Photo by Alina555 / iStock

The study, published in the Aug. 13 Archives of Internal Medicine, used data from the Coping with Cancer Study, which followed 396 terminally ill cancer patients from 2002 to 2008. Through questions asked to the patients and their caregivers, the study pinpointed nine factors that most influenced quality of life: intensive care stays, hospital deaths, patient worry, religious prayer or meditation, site of care, feeding tube use in the final week, pastoral care in the hospital, chemotherapy in the final week, and the relationship between patients and their physicians.

“There’s almost a dose-response relationship between aggressive medical procedures—like feeding tubes, ventilators and resuscitation—and impaired quality of life in the last week,” says Holly Prigerson, a psycho-oncologist at Dana-Farber Cancer Institute in Boston. “The single most important factor was whether a patient spent the final week in the intensive care unit (ICU) or at home.”

End-of-Life Resources

These services offer information about your options for end-of-life care.
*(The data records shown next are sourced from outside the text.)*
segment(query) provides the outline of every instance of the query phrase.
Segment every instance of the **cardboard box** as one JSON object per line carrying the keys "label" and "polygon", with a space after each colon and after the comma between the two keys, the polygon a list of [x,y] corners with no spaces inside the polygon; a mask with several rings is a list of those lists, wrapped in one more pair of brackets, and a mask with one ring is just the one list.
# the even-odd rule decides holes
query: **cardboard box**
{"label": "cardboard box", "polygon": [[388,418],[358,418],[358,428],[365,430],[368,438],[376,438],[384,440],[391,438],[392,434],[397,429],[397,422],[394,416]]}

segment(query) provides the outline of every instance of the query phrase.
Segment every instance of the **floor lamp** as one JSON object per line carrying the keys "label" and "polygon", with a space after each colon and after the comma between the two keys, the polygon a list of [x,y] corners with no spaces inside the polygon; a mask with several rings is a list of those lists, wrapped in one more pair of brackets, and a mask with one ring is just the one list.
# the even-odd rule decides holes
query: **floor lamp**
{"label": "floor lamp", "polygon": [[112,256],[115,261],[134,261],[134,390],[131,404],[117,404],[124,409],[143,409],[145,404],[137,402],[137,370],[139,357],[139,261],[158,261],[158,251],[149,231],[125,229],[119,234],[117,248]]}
On the flip side, a strong doctor-patient relationship was one of the most important factors that contributed to a better quality of life. “It is really important that patients feel their doctors respect them and see them as a whole person,” says Prigerson. “Patients don’t want to feel as though their doctor is abandoning them just because there are no more medical treatments left to give.”

Other factors that improved quality of life included the patients’ spirituality, their reported sense of peacefulness, and feelings of social support. “It’s more about spiritual care and interpersonal relationships at the very end,” says Prigerson. You can’t talk with a feeding tube in, and most patients think that it’s best to die peacefully among family, she says.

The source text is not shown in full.